To establish economic security is a different matter and is actually doable. Difficult, but achievable. Regional and international market connections, started at grassroots level by Afghan traders and technically supported by international agents, are considerably less vulnerable to physical insecurity. These can be established within physically insecure environments. Imperfect, fluctuating, but real - with actual benefits for Afghans.

That forced eradication fosters local disgruntlement and poverty, and thus motivates insurgency, is an observable phenomenon in Helmand. So is the phenomenon that locally-owned value chains (starting from farmers, moving to traders, and so on) widely increase well being and incentives for security, thus decreasing motivation for insurgency.

It is interesting to note that the Afghan traders' field practices and strategies do not differ much for licit and illicit goods. Trade routes are already established and somehow find ways to function in a middle of a war zone. They can be and are utilized for licit trade as well. Simple and cheap value adding activities can provide incentives for movement toward licit crops trade. (For example, funding drying mats (60c each) for raisins enables producers not to lay them to dry on the dusty ground. This simple value adding activity enables them to realize 20% more on the price for their raisins.)

If traders have incentives to buy/sell licit crops at higher price, farmers will have better incentives to grow them. The whole must be driven for realistic market demand for what is produced. Poppy is grown simply because there is a real market demand for it. Expatriate involvement can drive demand for licit Afghan products on the regional and global market, thus increasing their end value and increasing incentives for growing/trading in licit goods. This is all rather obvious and has been stated in a far better way by more competent authorities.
What Mr. Peter really means is that there is no security for westerners and western aid and development efforts. A big part of the reason for that is the fact that a belligerent western military force is part of the insecurity equation, not a solution to it. The Afghans have their game figured out. They've been trading for thousands of years, through wars, occupations, and all manor of government. Providing the existing economic infrastructure with more resources might be a simple, effective way of really improving the lot of rural Afghans that does not involve fire-fights in their paddocks and villages.

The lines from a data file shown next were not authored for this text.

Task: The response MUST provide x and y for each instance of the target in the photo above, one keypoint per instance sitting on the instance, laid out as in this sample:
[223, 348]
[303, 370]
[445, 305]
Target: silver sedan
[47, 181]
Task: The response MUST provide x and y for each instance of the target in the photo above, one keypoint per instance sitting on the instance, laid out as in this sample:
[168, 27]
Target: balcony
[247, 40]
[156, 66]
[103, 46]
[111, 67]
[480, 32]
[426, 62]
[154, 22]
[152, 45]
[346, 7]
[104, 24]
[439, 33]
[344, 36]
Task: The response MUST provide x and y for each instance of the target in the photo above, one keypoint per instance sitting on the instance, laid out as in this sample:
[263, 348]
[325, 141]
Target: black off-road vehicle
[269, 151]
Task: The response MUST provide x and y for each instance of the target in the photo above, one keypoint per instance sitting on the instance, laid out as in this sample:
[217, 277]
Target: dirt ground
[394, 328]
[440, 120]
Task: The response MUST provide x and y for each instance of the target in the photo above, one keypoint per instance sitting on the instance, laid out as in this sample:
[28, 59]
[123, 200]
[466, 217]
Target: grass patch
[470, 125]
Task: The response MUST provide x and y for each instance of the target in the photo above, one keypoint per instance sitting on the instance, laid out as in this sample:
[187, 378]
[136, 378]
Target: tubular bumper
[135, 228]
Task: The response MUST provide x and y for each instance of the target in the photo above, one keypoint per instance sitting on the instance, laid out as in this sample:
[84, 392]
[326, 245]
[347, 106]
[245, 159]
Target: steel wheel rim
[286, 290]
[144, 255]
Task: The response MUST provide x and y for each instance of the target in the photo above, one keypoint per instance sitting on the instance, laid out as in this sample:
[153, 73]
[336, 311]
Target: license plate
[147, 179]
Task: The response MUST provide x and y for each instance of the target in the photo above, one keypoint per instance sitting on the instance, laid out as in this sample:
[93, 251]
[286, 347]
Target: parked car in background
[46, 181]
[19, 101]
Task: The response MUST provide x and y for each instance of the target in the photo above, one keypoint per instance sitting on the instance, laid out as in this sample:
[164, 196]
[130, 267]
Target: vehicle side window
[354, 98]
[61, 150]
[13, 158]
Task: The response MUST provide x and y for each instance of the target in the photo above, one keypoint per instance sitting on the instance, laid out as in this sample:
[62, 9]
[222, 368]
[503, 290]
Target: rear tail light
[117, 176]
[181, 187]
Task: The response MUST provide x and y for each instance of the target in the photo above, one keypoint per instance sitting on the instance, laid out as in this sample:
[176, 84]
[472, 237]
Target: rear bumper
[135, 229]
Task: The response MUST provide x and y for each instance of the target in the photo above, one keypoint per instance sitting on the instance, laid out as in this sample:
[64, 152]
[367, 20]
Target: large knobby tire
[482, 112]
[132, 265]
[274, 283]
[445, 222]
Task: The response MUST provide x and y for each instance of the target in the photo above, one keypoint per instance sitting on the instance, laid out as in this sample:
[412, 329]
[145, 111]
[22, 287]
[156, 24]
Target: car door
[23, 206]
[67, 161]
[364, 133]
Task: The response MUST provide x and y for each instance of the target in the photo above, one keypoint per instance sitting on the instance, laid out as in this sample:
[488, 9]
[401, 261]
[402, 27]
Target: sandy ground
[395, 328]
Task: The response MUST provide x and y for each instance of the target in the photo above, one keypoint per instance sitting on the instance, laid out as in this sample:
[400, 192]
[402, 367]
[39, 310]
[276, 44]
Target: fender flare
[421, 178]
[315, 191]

The problem is of course that fighting the Taleban is why we're in Afghanistan in the first place. We've also paradoxically and counterintuitively tied the development equation to the warfighting bit - war is destructive, development is not.* Five or six years on with the Taleban (disgruntled farmers included!) active in more provinces now than since they were booted out of Kabul means some changes in approach are needed - the plan is not working. Sadly, this seems to be outside the conceptual or egotisitical grasp of our collective leadership, right Pete?

*ADDED: Well, development is not meant to be, but when it is thrown together as an ad hoc arrangement of big bilateral donors who don't give a lot of credit to local capacity and iniative, it tends to get dysfunctional (note how the Soviets managed to get the electricity running regularly!). More harm than good. (h/t John Robb)

[I have a much more in depth post in the works exploring some of these themes, but that'll have to wait a bit while I clear some other work.]